Las verdaderas medidas de shock deben comenzar por cambiar la mentalidad colectiva. El ciudadano debe entender que cuando hay crisis toca ajustarse, ser resiliente y adaptarse a la realidad. El futuro no depende de subsidios, sino de libertad para producir. El Estado que necesitamos no es el fortachón que regala, sino el fuerte que garantiza propiedad, justicia y seguridad.
Además, el shock político es ineludible. Hay que desenmascarar a las mafias disfrazadas de movimientos sociales que, en nombre del pueblo, bloquean, chantajean y paralizan al país. Son corporaciones que viven del Estado y condenan a las mayorías al atraso. Un ciudadano consciente las rechazará porque sabrá que no traen desarrollo, sino más dependencia.
El populismo ha hecho creer que cuanto más grande es el Estado, mejor vive la gente. La experiencia demuestra lo contrario: más Estado significa más corrupción, más burocracia y menos libertad. El ciudadano reeducado no pedirá regalos, pedirá honestidad; no exigirá precios controlados, exigirá que lo dejen trabajar; no aceptará el paternalismo, demandará instituciones que no lo frenen.
La bomba que deja el MAS no es solo económica: es la deformación cultural de una sociedad que aplaude al político que miente y desprecia al que dice la verdad. Romper esa lógica es el verdadero shock que necesita Bolivia. Y solo ocurrirá cuando la gente deje de ver al Estado como papá proveedor y lo vea como árbitro imparcial que asegura reglas claras.

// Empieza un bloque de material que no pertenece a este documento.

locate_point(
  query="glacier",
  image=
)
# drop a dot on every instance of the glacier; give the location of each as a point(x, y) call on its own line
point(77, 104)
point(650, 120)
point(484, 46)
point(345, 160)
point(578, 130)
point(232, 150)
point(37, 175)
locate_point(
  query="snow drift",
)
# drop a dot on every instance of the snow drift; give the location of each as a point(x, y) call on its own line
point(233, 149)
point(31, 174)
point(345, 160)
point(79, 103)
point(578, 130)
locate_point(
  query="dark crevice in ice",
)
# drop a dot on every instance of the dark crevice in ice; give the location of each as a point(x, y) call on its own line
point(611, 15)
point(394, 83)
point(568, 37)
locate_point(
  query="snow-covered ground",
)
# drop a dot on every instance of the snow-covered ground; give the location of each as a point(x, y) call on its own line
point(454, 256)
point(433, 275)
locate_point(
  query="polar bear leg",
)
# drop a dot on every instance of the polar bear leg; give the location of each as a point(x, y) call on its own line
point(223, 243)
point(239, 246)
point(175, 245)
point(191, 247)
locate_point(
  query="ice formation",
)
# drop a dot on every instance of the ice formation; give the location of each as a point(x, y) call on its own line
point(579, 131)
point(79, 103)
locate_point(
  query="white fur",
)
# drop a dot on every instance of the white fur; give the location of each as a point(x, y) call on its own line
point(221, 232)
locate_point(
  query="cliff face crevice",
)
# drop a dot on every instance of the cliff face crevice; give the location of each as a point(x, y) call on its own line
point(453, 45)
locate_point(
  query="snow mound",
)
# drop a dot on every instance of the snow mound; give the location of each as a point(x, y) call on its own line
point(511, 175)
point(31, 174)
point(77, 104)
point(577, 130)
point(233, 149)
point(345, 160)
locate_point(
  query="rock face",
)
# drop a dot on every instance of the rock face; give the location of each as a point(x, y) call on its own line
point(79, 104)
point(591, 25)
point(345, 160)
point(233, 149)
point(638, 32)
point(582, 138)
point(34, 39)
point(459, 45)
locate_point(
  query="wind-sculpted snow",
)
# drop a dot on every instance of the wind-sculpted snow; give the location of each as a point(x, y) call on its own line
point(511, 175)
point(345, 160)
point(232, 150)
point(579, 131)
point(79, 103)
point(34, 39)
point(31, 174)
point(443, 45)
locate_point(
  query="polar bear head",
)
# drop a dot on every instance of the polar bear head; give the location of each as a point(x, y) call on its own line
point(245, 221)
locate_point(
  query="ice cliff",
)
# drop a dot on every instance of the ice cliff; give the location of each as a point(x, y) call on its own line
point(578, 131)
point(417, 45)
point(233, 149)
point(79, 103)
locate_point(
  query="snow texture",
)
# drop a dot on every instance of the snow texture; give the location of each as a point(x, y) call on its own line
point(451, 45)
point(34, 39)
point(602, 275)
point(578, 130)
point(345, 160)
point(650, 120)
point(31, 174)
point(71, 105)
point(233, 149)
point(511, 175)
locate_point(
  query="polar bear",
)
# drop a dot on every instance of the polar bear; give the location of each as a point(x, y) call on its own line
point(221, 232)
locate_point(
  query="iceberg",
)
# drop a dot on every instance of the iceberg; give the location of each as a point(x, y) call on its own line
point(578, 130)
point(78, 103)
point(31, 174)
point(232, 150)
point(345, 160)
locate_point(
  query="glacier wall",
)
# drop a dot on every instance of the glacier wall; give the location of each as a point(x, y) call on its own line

Medidas de shock no significa hambre ni castigo, significa despertar de la ilusión populista que nos ató durante veinte años. Es entender que la libertad vale más que cualquier subsidio y que el futuro se construye con esfuerzo, no con dádivas. Bolivia no saldrá adelante con placebos, sino con la valentía de enfrentar la realidad y cambiar de raíz la forma en que pensamos.